On 2004-06-24 01:23:41 +0100 Andrew Suffield <[EMAIL PROTECTED]>
wrote:
On Wed, Jun 23, 2004 at 10:57:06PM +0100, MJ Ray wrote:
[...] it seems they would wait for the verdict from the
defendant's location, as usual. Is that true?
Yuck. Kinda want to ask a lawyer about that sort of stuff. It's always
possible that the clause is (mal)formed such that it becomes a no-op;
wouldn't be the first time we've seen that.

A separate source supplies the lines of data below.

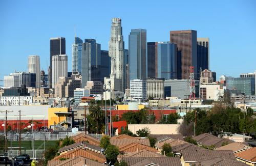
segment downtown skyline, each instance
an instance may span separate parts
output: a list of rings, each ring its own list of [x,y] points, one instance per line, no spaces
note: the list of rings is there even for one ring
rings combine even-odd
[[[252,1],[247,2],[248,4],[245,5],[249,5],[250,3],[251,5],[253,4]],[[2,5],[3,8],[10,5],[7,3],[5,4],[1,2],[1,3],[3,5]],[[102,3],[104,3],[102,2]],[[156,4],[156,11],[160,11],[159,9],[157,9],[157,7],[161,6],[163,9],[166,9],[166,7],[163,6],[163,4],[169,4],[167,2],[161,3],[161,4]],[[24,4],[26,4],[26,3]],[[23,6],[24,4],[20,4],[16,5],[20,5],[20,6],[19,7],[18,6],[13,7],[13,8],[19,8],[19,10],[17,10],[17,11],[20,12],[25,10],[24,7]],[[56,4],[54,4],[53,5],[54,5]],[[95,5],[95,4],[93,5]],[[208,5],[207,4],[201,4],[201,6],[199,5],[199,6],[195,7],[195,8],[199,9],[200,6],[204,6],[203,5],[205,5],[205,7],[207,8],[208,5],[210,4],[208,4]],[[191,21],[191,18],[189,19],[189,17],[193,16],[195,16],[196,15],[196,14],[198,14],[200,12],[195,12],[195,14],[191,14],[192,16],[186,18],[184,14],[182,14],[181,12],[174,10],[174,13],[180,14],[179,17],[180,19],[183,19],[184,21],[183,22],[181,22],[181,21],[179,21],[178,19],[175,18],[172,16],[169,17],[165,16],[164,17],[162,14],[159,14],[159,17],[161,17],[160,16],[162,16],[163,18],[154,16],[153,18],[155,19],[155,21],[152,21],[148,17],[145,16],[145,14],[136,16],[135,14],[131,13],[129,15],[127,12],[123,12],[123,13],[118,12],[120,10],[117,9],[116,13],[113,12],[110,12],[110,13],[108,13],[108,14],[106,14],[104,17],[100,17],[100,15],[97,14],[95,16],[92,16],[92,17],[90,18],[84,18],[87,21],[88,21],[88,22],[90,23],[90,26],[88,25],[87,26],[86,24],[82,23],[81,22],[82,21],[78,21],[76,19],[71,20],[71,16],[69,16],[68,14],[65,15],[65,17],[63,17],[63,18],[57,16],[55,16],[55,17],[53,17],[62,21],[64,26],[66,26],[65,27],[61,25],[56,25],[56,27],[54,27],[54,26],[47,26],[49,25],[47,23],[48,21],[51,23],[52,20],[49,20],[47,21],[46,20],[47,19],[46,18],[49,18],[51,17],[49,16],[49,14],[45,13],[44,13],[45,14],[45,15],[39,16],[39,18],[41,18],[42,20],[42,24],[40,24],[39,23],[40,21],[34,19],[35,16],[28,16],[28,13],[25,12],[25,13],[21,14],[22,15],[24,15],[25,17],[23,18],[24,20],[23,22],[20,22],[19,26],[24,31],[23,33],[19,34],[18,34],[18,31],[13,31],[13,29],[15,30],[16,28],[15,26],[17,26],[17,25],[15,25],[15,24],[20,21],[15,20],[15,21],[12,21],[12,19],[7,19],[8,18],[11,18],[11,16],[17,16],[17,14],[19,13],[17,11],[16,13],[14,12],[13,14],[10,13],[8,14],[8,12],[7,12],[7,14],[5,14],[0,20],[1,22],[5,23],[4,24],[5,25],[0,28],[0,34],[2,37],[0,39],[0,44],[3,46],[3,47],[0,49],[0,56],[4,61],[8,62],[8,60],[10,61],[11,59],[13,60],[12,61],[12,63],[8,64],[8,65],[4,65],[1,66],[0,67],[0,69],[1,69],[0,79],[3,79],[4,75],[13,73],[15,70],[19,71],[27,71],[27,57],[28,56],[32,54],[40,56],[40,69],[41,70],[43,68],[46,72],[47,66],[50,65],[49,39],[51,37],[63,37],[66,38],[66,54],[68,55],[69,59],[68,71],[71,71],[72,44],[74,43],[75,25],[76,26],[77,37],[80,38],[83,40],[84,39],[88,38],[96,39],[97,43],[101,44],[101,50],[108,50],[108,43],[110,37],[109,30],[111,25],[111,18],[113,17],[119,17],[122,19],[123,36],[125,44],[124,49],[128,49],[129,35],[132,29],[144,29],[146,30],[147,42],[148,42],[169,41],[169,34],[170,31],[193,30],[197,31],[198,37],[209,38],[210,69],[216,71],[217,77],[222,74],[238,76],[241,73],[252,72],[255,69],[254,65],[253,65],[253,62],[254,61],[255,59],[255,57],[253,56],[253,55],[255,55],[255,53],[252,51],[252,46],[255,45],[256,43],[255,41],[256,37],[254,37],[255,34],[253,33],[253,31],[250,31],[252,33],[251,33],[250,35],[246,35],[250,31],[246,31],[246,32],[243,32],[243,33],[235,34],[234,33],[237,33],[240,30],[240,31],[242,30],[242,28],[244,28],[245,30],[251,29],[252,30],[253,28],[255,28],[254,22],[255,21],[253,21],[255,19],[252,17],[253,14],[255,14],[255,12],[252,11],[251,10],[253,9],[250,8],[249,7],[246,8],[246,11],[244,10],[245,9],[241,9],[240,10],[243,10],[242,11],[244,12],[242,15],[245,17],[243,18],[242,24],[237,25],[238,23],[237,22],[237,21],[230,19],[230,17],[229,17],[230,19],[229,19],[228,21],[225,22],[226,20],[224,17],[220,17],[221,14],[227,17],[236,16],[237,16],[236,18],[238,19],[238,20],[240,20],[242,17],[242,16],[238,16],[238,14],[236,13],[234,11],[235,9],[239,8],[239,3],[234,2],[232,4],[225,5],[225,6],[230,6],[230,8],[232,8],[233,9],[229,13],[224,12],[224,9],[221,8],[219,9],[219,13],[216,13],[216,15],[214,15],[212,13],[211,13],[211,11],[213,12],[213,11],[210,10],[209,13],[210,14],[208,17],[208,20],[202,20],[205,17],[199,15],[198,16],[198,17],[194,18],[194,22]],[[38,5],[38,4],[34,4],[36,9],[42,10]],[[64,5],[62,5],[62,6],[65,7]],[[117,6],[115,5],[115,6]],[[149,5],[146,5],[143,10],[145,10],[147,7],[149,8],[153,8],[152,6],[149,6]],[[187,8],[187,6],[184,6],[184,9]],[[49,7],[48,8],[51,9],[51,8],[52,7]],[[67,8],[67,7],[65,7],[65,8]],[[170,8],[173,9],[173,7],[170,7]],[[12,9],[13,9],[13,8]],[[12,9],[10,10],[11,10]],[[104,9],[104,11],[105,10]],[[204,10],[205,11],[206,9],[204,9]],[[3,11],[5,11],[5,10],[3,10]],[[135,13],[137,13],[137,12],[139,12],[137,11]],[[146,12],[145,13],[149,13]],[[165,11],[163,11],[163,13],[166,13]],[[11,17],[8,17],[8,16]],[[157,19],[157,17],[159,19]],[[220,18],[218,21],[216,20],[217,18]],[[12,18],[13,19],[15,19],[14,18]],[[31,22],[30,23],[31,23],[31,26],[28,26],[27,25],[26,26],[25,26],[26,22],[26,21],[28,22],[28,20],[34,20],[33,24],[32,24],[32,22]],[[163,21],[163,20],[165,21]],[[240,21],[240,22],[242,22]],[[225,26],[227,24],[228,26]],[[41,27],[40,28],[38,26],[39,25],[41,25]],[[99,26],[99,25],[100,25],[100,26]],[[237,25],[237,26],[234,26],[234,25]],[[25,26],[26,28],[24,29]],[[230,29],[231,26],[233,29]],[[8,27],[9,30],[10,30],[9,31],[7,29]],[[229,30],[227,29],[228,28]],[[36,30],[40,30],[40,32],[41,33],[36,32]],[[228,30],[229,30],[229,32],[228,32]],[[10,35],[11,32],[13,32],[11,35]],[[11,46],[8,44],[10,43],[10,39],[8,37],[14,38],[14,35],[17,36],[17,38],[15,38],[16,40],[18,42],[22,43],[20,44],[20,45],[17,46],[17,49],[13,50],[12,51],[8,51],[8,50],[10,50],[9,49]],[[23,35],[27,35],[26,37],[25,38],[24,36],[23,37]],[[246,36],[248,35],[249,37]],[[241,41],[243,42],[241,42]],[[29,47],[30,49],[28,49],[26,46]],[[233,58],[241,56],[244,56],[244,54],[246,55],[247,58],[243,59],[244,62],[242,64],[241,64],[241,61],[238,59]],[[6,55],[6,56],[5,56],[5,55]],[[226,66],[228,66],[228,68],[227,68]],[[3,82],[0,82],[0,85],[3,84]]]

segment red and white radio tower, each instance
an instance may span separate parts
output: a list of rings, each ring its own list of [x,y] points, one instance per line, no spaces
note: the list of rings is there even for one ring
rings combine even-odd
[[[195,90],[195,79],[194,78],[194,66],[190,66],[190,85],[189,86],[189,99],[196,99],[196,91]]]

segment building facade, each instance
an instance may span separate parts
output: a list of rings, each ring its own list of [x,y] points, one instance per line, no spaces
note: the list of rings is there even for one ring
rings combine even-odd
[[[81,81],[71,77],[60,77],[54,87],[55,97],[73,97],[74,90],[81,88]]]
[[[104,78],[108,77],[111,70],[111,59],[109,56],[109,51],[101,50],[100,59],[100,81],[104,82]]]
[[[40,87],[41,84],[40,57],[38,56],[29,56],[28,59],[28,72],[35,73],[35,88]]]
[[[32,96],[1,96],[1,105],[24,105],[32,104]]]
[[[164,78],[151,78],[146,79],[146,98],[149,97],[153,98],[163,98],[164,92]]]
[[[130,96],[132,100],[146,99],[146,82],[144,80],[134,79],[130,81]]]
[[[129,35],[130,80],[147,77],[146,44],[146,30],[132,30]]]
[[[100,81],[100,44],[95,39],[84,39],[82,46],[82,87],[88,81]]]
[[[48,87],[48,75],[46,74],[44,70],[41,70],[40,87]]]
[[[157,77],[176,79],[178,73],[176,44],[169,42],[158,42],[157,50]]]
[[[82,40],[75,36],[75,43],[72,44],[72,72],[82,71]]]
[[[49,87],[52,88],[52,57],[56,55],[66,54],[66,39],[63,37],[50,39],[50,69],[48,72]],[[54,86],[53,86],[54,87]]]
[[[147,77],[157,78],[158,42],[147,42]]]
[[[200,72],[200,84],[213,83],[216,81],[216,72],[204,69]]]
[[[68,76],[68,56],[66,55],[56,55],[52,57],[52,82],[55,86],[59,77]]]
[[[19,87],[19,76],[18,75],[8,75],[4,76],[5,88]]]
[[[226,79],[226,85],[227,89],[240,90],[246,95],[255,95],[255,78],[229,78]]]
[[[209,70],[209,38],[197,38],[197,68]]]
[[[84,89],[89,90],[90,94],[103,94],[103,84],[101,81],[88,81]]]
[[[110,40],[109,42],[109,54],[111,59],[115,60],[115,74],[116,78],[121,80],[122,91],[124,91],[124,86],[123,45],[121,19],[119,18],[113,18],[112,19]]]
[[[74,90],[74,99],[75,103],[78,104],[81,102],[81,99],[83,97],[89,97],[90,91],[84,88],[76,88]]]
[[[10,74],[9,76],[14,76],[13,79],[14,87],[18,84],[18,87],[20,87],[24,84],[26,87],[35,88],[36,74],[35,73],[17,72]],[[15,77],[15,76],[18,77],[18,80],[17,79],[17,77]]]
[[[178,71],[181,71],[181,78],[189,78],[191,66],[194,67],[194,72],[196,73],[199,73],[197,69],[197,31],[170,31],[170,41],[172,43],[176,44],[177,46],[177,65]],[[197,79],[197,74],[195,74],[195,79]]]

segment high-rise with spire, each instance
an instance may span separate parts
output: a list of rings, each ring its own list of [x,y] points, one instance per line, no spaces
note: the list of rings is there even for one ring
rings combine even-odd
[[[72,72],[82,71],[82,40],[76,37],[75,27],[75,42],[72,44]]]
[[[112,21],[110,40],[109,42],[109,54],[111,59],[114,60],[116,77],[121,79],[122,90],[123,91],[124,51],[121,19],[113,18]]]

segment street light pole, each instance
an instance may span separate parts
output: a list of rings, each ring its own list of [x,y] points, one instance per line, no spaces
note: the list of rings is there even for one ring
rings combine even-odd
[[[106,85],[103,85],[105,90],[105,135],[106,135]]]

US copyright law seems to refer to a civil court that has
jurisdiction. Searching for explanation of US jurisdiction rules threw
up http://www.west.net/~smith/jurisdiction.htm and some pages with
roughly the same.
Hopefully a USian familiar with this whole venue question will step
forwards (or maybe I will get an explanation from elsewhere), but it's
a bit hit-and-miss for us non-USians to decide conclusively on
something only affecting the US which seems to be written to depend on
some US legal practices.
Finally, I realise I should know this, but how does choice of venue
go
beyond DFSG? Discrimination against groups of people?
It's one of those things which don't really fit into the DFSG, but
which are still unambiguously bad. That's what the 'G' means, after
all.
Aye, but if we can't link it in at all, we have a hard time justifying
it.
--
MJR/slef
My Opinion Only and possibly not of any group I know.